En otro paso histórico, Benedicto XVI decidió en 2007 poner fin a la disputa litúrgica surgida a raíz del cambio del rito de la misa en 1969. Joseph Ratzinger llevaba décadas trabajando en este sentido. Con su motu proprio Summorum Pontificum, recordó que la misa antigua nunca había sido prohibida y que cualquier sacerdote podía celebrarla. Se creía que se trataba simplemente de un deseo de reconciliación con la Sociedad de San Pío X. Si este deseo no faltaba -como demostró en 2009 el levantamiento de las excomuniones de los obispos consagrados por el arzobispo Lefebvre-, no era el primero. En la mente de Benedicto XVI, el conocimiento de la antigua liturgia debía corregir las deficiencias de la nueva, reinstaurar el arte de celebrar de los sacerdotes en la gran tradición de la Iglesia latina. ¿Una apuesta?

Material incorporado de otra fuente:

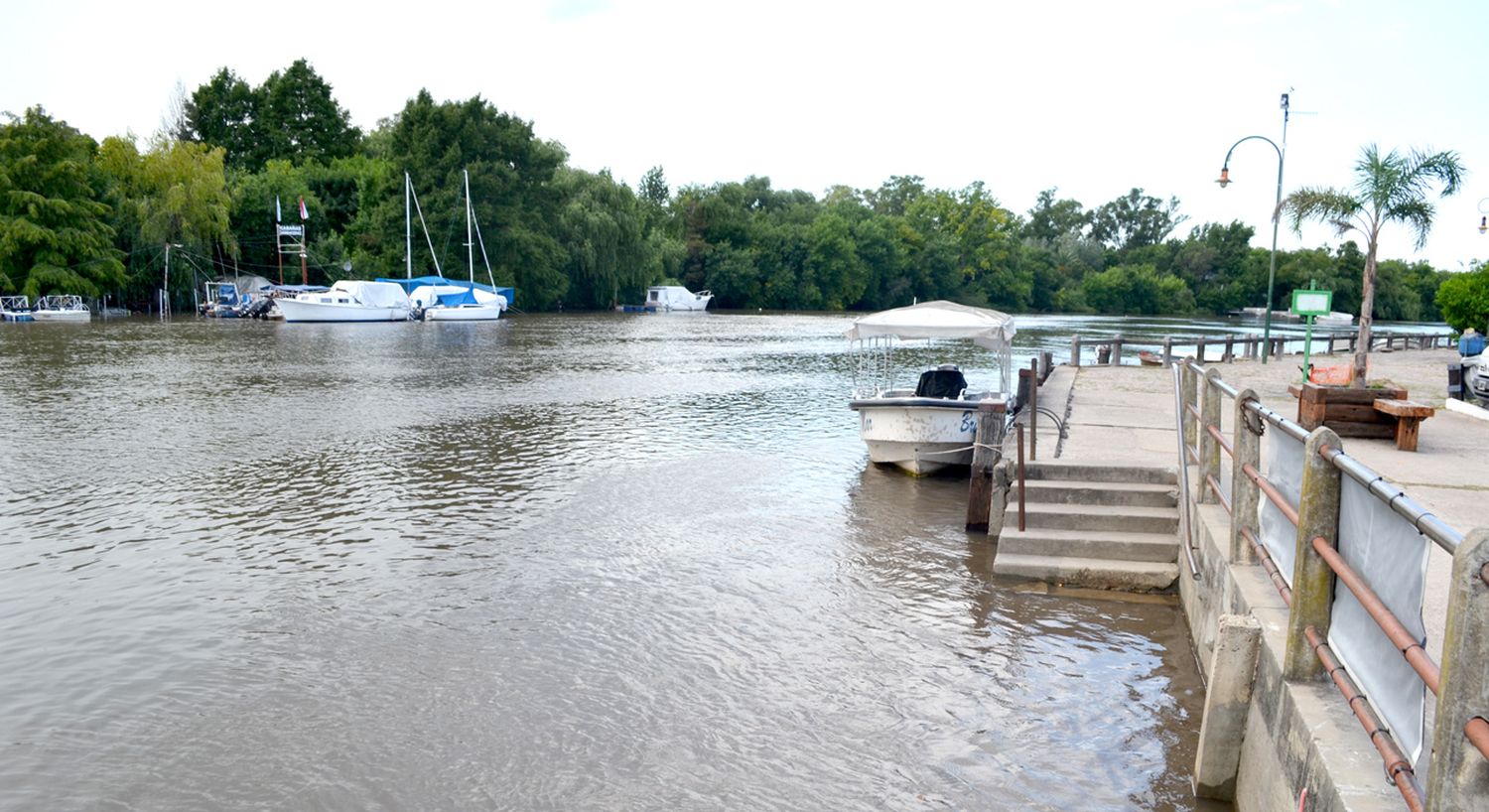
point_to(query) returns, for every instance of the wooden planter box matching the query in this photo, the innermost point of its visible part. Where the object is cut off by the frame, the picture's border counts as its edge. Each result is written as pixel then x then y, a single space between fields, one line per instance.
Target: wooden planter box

Sí, pero fue una apuesta exitosa porque las nuevas generaciones de sacerdotes retomaron con alegría la misa antigua y revisaron su forma de celebrar la nueva.
Menos conocida por el gran público, otra decisión iba en la misma dirección. En 2009, Benedicto XVI creó estructuras de acogida para los anglicanos que quisieran convertirse al catolicismo. Eran herederos de un rico patrimonio litúrgico y artístico difícil de abandonar. Benedicto XVI les permitió conservar esta tradición anglicana sin dejar de ser plenamente católicos desde el punto de vista doctrinal y disciplinar. El éxito fue modesto, pero real. Sobre todo, formó parte de la reforma benedictina que se intentó llevar a cabo entre 2005 y 2013.
¿Cuál es el resultado? Al lanzar a la Iglesia por el camino sinodal, el papa Francisco ha puesto fin definitivamente a cualquier interpretación de continuidad respecto al Vaticano II. Su motu proprio Traditionis custodes intentó anular Summorum Pontificum, prohibiendo la celebración de la misa tradicional en nombre del mismo concilio. Aunque los obispos anglicanos siguen pasándose al catolicismo, los ordinariatos creados para acogerlos han dejado de ser una vía privilegiada y una respuesta clara a la desviación del ecumenismo.
Por supuesto, la obra teológica de Benedicto XVI es de gran finura y calidad. Sin duda, la Historia arrojará luz algún día sobre las condiciones reales de su renuncia. Sobre todo, es posible que su pontificado pase por el tamiz del Evangelio, que dice que la semilla que cae en tierra debe morir para dar fruto. Así, entre los jóvenes sacerdotes alimentados con la leche de Summorum Pontificum se encuentra sin duda el papa del mañana. ¿Benedicto XVII?